China stresses capital market opening-up, tighter IPO scrutiny
China will further open up its capital market while preventing risks, and urge tighter scrutiny on companies seeking to list their shares to promote reform on registration-based initial public offering (IPO) system, the head of the country's securities regulator said Saturday.
"We will keep an open, supportive attitude toward the set-up of institutions as well as the launch of businesses and products," said Yi Huiman, chairman of the China Securities Regulatory Commission, at a roundtable of the China Development Forum, noting that risk prevention is also essential.
While continuing to encourage normal cross-border liquidity flows, Yi warned against a large amount of hot money running in and out. "For any market, big inflows and outflows of hot money would be detrimental to healthy development and must be strictly controlled."
He also urged cooperation with U.S. regulators to properly address the issues concerning China concept stocks, saying that "disagreements can only be resolved through negotiation".
Meanwhile, Yi cited that "the registration-based IPO system doesn't mean looser vetting requirements".
China has the world's biggest retail investor base of 180 million.
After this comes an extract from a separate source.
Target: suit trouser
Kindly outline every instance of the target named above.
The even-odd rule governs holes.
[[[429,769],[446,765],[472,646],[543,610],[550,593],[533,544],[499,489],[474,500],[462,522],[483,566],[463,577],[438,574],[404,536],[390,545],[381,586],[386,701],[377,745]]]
Regulators, thus, must ensure that listing candidates make full and high-quality disclosures and abide by China's industrial policies, he mentioned.
The registration-based IPO system aims to provide investors with investable companies of more values, according to Yi, which, as a result, asks for higher requirements on "gatekeepers".
However, many underwriters are still "wearing new shoes but walking on the old path," Yi stressed, vowing that China will urge them to step up their due diligence and shoulder more responsibility and punish those trying to bring "sick" companies to the IPO market.
China has inaugurated the registration-based IPO system on Shanghai's Nasdaq-style sci-tech innovation board, also known as the STAR market, and Shenzhen's start-up board ChiNext, in order to further vitalize the country's capital market.
By the end of 2020, China had seen three consecutive years of net foreign capital inflows, with overseas investors' holdings of A-share assets exceeding 3 trillion yuan (about $460.8 billion), Yi noted.